Joanna Archer, our heroine, was 16 when she was brutally assaulted and left for dead.  Not long after that, her mother disappeared.  She got through it all as best as she could – with the help of her sister, Olivia.  Their father, Xavier, made no secret of the fact that he didn’t care for Joanna.  Or at the very least, he favored Olivia.

Joanna created a life for herself as a photographer.  She studied krav maga and was something of a one-woman crime fighting phenomenon.

Then, Joanna’s world, such as it was, was dramatically altered.  She found out that she was not the biological child of Xavier and was disinherited.  She also found out that her mother, presumed dead, was very likely alive.  Joanna also found out that she wasn’t ordinary – she, Joanna Archer, was a superhero.

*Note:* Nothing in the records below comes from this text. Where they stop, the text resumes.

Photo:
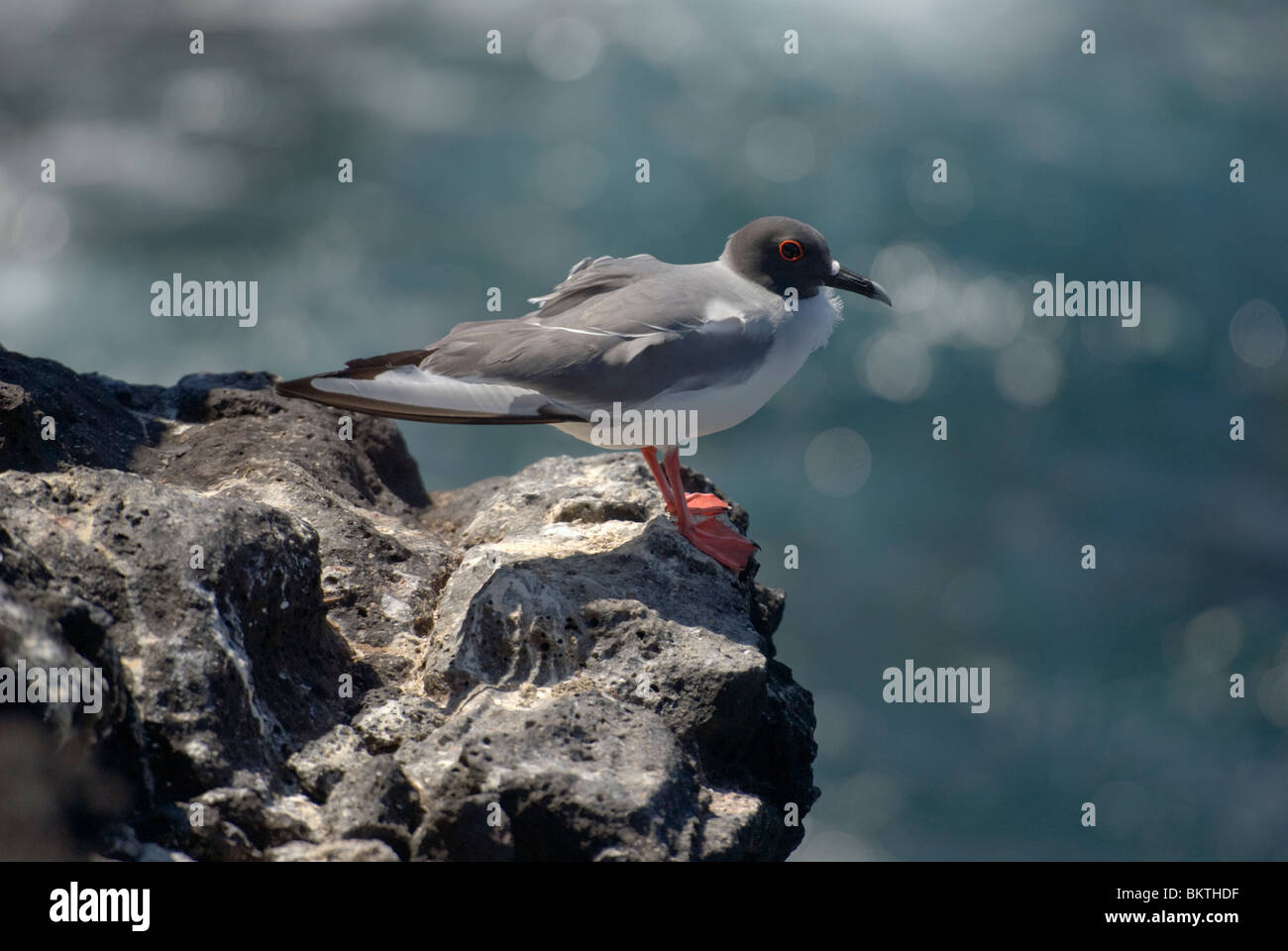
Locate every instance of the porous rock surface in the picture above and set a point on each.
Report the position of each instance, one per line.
(307, 658)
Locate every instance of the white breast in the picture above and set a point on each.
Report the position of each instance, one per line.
(797, 335)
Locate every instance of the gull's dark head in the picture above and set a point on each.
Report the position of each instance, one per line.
(780, 253)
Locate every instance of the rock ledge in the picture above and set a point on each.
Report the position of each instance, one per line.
(307, 658)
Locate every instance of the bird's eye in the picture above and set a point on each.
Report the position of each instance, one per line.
(791, 251)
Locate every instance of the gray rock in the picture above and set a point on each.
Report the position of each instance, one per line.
(349, 669)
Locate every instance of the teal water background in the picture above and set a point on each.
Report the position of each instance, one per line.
(475, 170)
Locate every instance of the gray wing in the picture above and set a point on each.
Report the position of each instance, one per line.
(619, 329)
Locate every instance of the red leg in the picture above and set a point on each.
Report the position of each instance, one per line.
(708, 536)
(649, 454)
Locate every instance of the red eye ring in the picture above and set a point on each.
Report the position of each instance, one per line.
(790, 251)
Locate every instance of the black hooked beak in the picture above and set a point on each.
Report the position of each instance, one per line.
(844, 278)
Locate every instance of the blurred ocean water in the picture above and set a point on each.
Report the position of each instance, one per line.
(476, 171)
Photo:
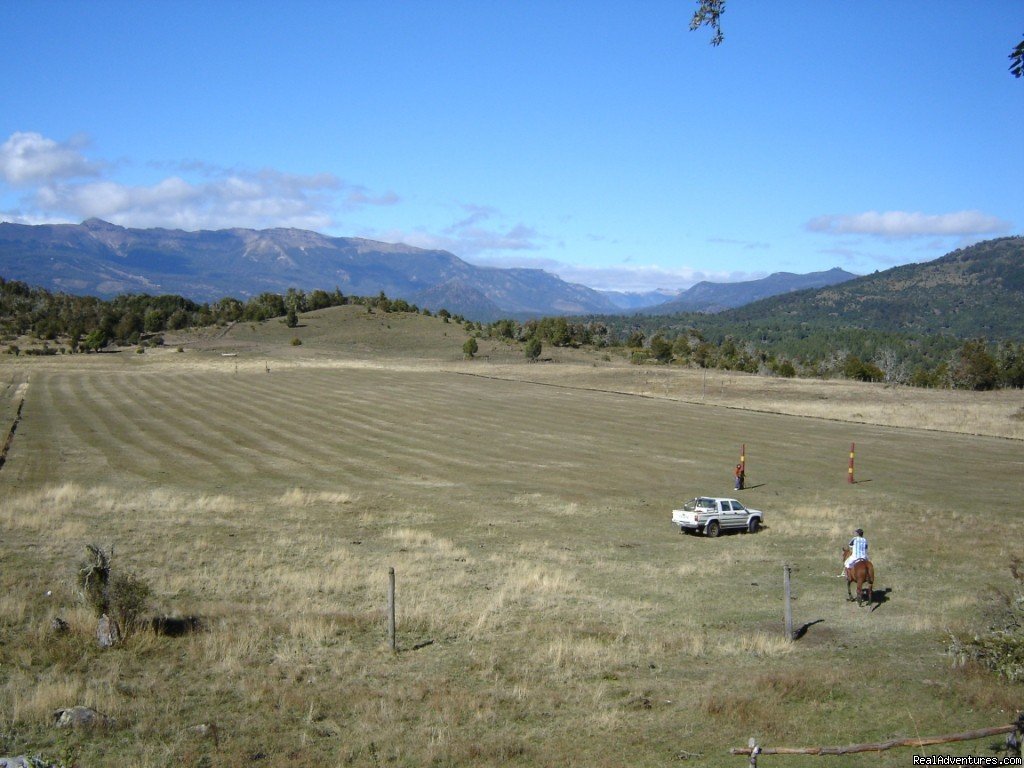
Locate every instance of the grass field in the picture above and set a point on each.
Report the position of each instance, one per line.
(548, 614)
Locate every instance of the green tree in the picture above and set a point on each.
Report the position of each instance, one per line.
(709, 13)
(532, 349)
(660, 349)
(973, 368)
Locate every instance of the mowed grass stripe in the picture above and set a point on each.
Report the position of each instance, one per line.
(154, 422)
(314, 422)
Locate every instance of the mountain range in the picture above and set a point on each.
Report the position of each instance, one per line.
(717, 297)
(101, 259)
(974, 292)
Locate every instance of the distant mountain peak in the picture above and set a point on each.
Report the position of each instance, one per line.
(717, 297)
(103, 259)
(98, 224)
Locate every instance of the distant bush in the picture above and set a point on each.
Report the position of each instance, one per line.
(121, 595)
(532, 349)
(1000, 647)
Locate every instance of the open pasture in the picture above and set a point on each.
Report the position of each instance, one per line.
(548, 613)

Those comic book superheroes that teenage boys loved to read about were actually real and protecting Las Vegas.  Sadly, there were not only Agents of the Light, there were also Agents of the Shadow, the bad guys, so to speak.  Joanna is an Agent of the Light but she has to go through training to become one and she has to leave her entire previous life.  Including the sister she is close to and the man she loves.

One of the things I like about this book is that Joanna is *real.* She is flawed. She screws up.  She fixes things.  She screws up again.  Just like real women.  She isn’t only the tough-as-nails crime-fighting superhero who never has an error in judgment or who never makes a mistake.  The other characters are also multidimensional.  Quite a task, I think, in a book with so many minor characters and only about 455 pages.

There is a lot to take in, so read this book slowly.  Some of the details will be important in the next book and probably the entire series, though I’ve only read two so far.  Look for the info on the second book tomorrow!

Pardon Our Dust!

I’ve decided to reorganize my blog. I began it because I was reading a series of books with so many characters I couldn’t keep track of them all. Then, people started reading and I found myself writing for all y’all. THAT is great but it means I have to think about how I want the site to look and what I want to write about. I read A LOT and I found myself feeling overwhelmed by the writing. That’s nuts, you know? Reading is fun for me, so I don’t want it to become stressful.

In the next few days you’ll see some new posts. I won’t even TRY to write about every book I read. At the moment, I think I’ll write about the things I like a lot and the newest of the myriad series I read. I am going to have to simplify the categories and the tags and all that.